Inconsistent Response Quality Between Chat Interface and API Using the Same Instructions

Question

Inconsistent Response Quality Between Chat Interface and API Using the Same Instructions

Mohammad Norouzifard 20

Hi Support Team,

I hope you are doing well.

I am reaching out to ask why we are experiencing differences in response quality when using the same instructions in the chat interface versus the API (via assistant ID). Below is an example to illustrate the issue:

Example using chat:

Q: When did the incident happen? A: Two weeks ago.
Q: Can you please specify the exact time and date of the incident, including the time, day, month, and year? (The response is always consistent.) A: 9:00 AM on 20 Oct 2024.

Example using API:

Q: When did the incident happen? A: Two weeks ago.
Q: [No relevant follow-up question is generated; unrelated content is returned.]

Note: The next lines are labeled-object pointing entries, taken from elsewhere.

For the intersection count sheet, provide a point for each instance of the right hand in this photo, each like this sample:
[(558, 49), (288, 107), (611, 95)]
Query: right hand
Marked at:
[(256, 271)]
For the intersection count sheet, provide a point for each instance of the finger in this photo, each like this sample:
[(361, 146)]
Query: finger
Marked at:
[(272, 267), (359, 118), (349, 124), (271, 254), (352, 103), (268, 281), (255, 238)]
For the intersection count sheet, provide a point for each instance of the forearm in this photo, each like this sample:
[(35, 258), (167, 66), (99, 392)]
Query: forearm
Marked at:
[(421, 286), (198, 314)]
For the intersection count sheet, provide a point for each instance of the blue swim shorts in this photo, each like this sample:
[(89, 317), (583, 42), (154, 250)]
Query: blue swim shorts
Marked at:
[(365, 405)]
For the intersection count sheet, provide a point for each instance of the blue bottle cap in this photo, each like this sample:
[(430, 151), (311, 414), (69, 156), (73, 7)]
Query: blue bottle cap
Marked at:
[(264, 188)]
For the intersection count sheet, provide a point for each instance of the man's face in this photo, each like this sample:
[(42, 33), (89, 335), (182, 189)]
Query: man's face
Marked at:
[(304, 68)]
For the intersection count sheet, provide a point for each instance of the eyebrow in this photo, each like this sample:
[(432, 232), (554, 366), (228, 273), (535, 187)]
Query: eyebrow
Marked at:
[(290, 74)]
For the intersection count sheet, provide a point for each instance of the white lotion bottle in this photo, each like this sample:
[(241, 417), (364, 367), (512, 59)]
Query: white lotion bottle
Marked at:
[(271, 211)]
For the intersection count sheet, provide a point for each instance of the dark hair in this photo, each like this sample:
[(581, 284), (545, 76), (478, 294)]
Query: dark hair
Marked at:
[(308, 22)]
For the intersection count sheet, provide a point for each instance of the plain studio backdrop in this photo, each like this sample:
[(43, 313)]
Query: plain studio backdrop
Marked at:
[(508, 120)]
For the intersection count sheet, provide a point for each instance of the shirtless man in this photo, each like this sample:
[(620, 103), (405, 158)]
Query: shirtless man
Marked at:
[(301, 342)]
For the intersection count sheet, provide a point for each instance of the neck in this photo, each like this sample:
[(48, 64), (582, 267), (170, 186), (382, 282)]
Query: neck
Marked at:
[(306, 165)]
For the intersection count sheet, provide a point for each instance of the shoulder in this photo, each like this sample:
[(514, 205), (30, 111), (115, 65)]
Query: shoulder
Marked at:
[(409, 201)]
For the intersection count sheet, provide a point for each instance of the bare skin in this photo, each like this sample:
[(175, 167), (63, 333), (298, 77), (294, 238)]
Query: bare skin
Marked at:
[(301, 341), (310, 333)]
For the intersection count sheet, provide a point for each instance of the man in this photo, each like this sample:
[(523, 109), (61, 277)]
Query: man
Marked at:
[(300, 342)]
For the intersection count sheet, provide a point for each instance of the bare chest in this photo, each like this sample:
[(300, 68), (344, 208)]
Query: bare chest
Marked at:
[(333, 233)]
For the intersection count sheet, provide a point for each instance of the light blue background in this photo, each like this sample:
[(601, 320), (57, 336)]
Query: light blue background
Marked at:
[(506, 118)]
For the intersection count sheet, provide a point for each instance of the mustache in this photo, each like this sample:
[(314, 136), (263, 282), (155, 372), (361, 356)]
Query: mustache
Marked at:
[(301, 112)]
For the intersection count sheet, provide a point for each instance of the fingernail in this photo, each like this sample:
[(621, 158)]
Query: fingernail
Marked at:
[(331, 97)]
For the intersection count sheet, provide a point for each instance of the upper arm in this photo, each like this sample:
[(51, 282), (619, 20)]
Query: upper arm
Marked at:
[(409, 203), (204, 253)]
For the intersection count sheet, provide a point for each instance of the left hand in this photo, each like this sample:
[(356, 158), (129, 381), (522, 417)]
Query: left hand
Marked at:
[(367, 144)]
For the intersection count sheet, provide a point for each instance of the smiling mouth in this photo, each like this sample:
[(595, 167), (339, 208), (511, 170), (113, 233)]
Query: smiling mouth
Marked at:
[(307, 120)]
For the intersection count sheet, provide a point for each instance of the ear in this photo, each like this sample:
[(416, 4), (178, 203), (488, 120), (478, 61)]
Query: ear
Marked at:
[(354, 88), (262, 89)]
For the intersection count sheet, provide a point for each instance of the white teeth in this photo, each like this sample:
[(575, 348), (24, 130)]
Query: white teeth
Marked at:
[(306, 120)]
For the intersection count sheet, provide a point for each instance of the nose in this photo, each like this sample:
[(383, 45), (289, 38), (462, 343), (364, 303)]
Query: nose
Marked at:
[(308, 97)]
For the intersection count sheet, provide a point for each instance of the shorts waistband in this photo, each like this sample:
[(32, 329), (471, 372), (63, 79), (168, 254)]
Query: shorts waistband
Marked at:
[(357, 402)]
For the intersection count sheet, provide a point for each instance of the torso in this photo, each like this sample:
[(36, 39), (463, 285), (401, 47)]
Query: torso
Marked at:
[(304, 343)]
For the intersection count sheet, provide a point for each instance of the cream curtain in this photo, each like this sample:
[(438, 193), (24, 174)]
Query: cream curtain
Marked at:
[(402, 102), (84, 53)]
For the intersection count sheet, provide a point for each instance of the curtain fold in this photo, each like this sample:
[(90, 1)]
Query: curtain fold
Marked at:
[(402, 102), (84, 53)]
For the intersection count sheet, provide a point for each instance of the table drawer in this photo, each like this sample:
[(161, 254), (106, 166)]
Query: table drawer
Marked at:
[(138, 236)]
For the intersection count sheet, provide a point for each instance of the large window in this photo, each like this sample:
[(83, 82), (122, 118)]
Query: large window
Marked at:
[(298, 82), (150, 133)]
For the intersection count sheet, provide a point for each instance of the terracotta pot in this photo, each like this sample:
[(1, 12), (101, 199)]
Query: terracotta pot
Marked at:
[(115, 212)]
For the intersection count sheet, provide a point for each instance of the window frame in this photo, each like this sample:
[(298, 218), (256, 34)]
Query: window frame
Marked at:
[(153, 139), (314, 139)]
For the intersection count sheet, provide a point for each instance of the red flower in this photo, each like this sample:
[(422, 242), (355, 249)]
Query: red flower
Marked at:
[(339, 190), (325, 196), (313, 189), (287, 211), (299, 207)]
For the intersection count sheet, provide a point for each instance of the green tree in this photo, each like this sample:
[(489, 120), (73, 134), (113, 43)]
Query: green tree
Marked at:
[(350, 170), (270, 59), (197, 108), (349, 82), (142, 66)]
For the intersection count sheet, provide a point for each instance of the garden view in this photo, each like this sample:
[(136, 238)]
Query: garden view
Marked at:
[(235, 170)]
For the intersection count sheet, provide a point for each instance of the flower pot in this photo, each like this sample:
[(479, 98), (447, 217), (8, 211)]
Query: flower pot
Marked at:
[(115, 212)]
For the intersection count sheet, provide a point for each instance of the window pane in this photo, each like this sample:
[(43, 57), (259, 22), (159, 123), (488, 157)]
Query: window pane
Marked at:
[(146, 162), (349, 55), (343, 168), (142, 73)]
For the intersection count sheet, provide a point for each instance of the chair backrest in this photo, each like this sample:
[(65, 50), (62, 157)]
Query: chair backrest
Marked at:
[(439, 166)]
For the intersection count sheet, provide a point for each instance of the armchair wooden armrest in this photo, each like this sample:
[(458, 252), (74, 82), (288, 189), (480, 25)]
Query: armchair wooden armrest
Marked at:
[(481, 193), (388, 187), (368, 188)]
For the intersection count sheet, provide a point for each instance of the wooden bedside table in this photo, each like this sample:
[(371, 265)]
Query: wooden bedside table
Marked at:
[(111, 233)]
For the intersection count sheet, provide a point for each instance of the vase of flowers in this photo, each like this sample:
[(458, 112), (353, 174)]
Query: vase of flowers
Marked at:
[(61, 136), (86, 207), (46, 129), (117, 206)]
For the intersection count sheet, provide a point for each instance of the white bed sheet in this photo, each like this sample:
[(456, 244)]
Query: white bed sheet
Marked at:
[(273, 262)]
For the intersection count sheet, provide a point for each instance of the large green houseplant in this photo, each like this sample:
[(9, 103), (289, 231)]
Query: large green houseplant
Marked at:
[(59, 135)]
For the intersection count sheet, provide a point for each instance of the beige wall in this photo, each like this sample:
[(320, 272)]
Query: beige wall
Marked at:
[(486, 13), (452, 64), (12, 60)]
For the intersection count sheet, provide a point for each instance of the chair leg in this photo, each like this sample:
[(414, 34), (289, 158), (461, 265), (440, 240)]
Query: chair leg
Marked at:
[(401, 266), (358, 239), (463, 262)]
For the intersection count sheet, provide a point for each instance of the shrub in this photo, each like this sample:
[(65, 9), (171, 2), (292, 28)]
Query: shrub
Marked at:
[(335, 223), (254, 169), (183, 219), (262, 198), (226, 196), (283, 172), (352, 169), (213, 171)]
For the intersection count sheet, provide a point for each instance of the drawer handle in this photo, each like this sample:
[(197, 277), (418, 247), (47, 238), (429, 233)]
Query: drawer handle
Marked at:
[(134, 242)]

Could you please help clarify why there’s a difference in behaviour between these two approaches?

Your assistance in resolving this would be greatly appreciated. Thanks

Accepted answer

1 additional answer

Your answer

Answer 1

Hi Mohammad Norouzifard,

Welcome to the Microsoft Q&A Platform. Thank you for reaching out & I hope you are doing well.

I’d like to clarify a few key points that might help explain the behavior you’re experiencing.

Response Consistency: In the chat interface, responses are often more consistent due to its design to handle conversational context effectively. The chat model is optimized for maintaining context over multiple turns of conversation, which allows it to generate relevant follow-up questions based on prior user inputs.
API Limitations: In contrast, when using the API, you may notice variability in responses. One notable limitation is that the Assistants API does not provide model controls for parameters such as top_p and temperature. These parameters significantly influence the creativity and variability of the responses. Without the ability to fine-tune these settings, the API may return responses that seem unrelated or less coherent compared to those generated in the chat interface.
Model Training and Optimization: The models used in the chat interface are specifically trained and optimized for interactive dialogue, while API responses may lack some of the conversational nuances that the chat interface can provide. This difference in optimization can lead to variations in response quality.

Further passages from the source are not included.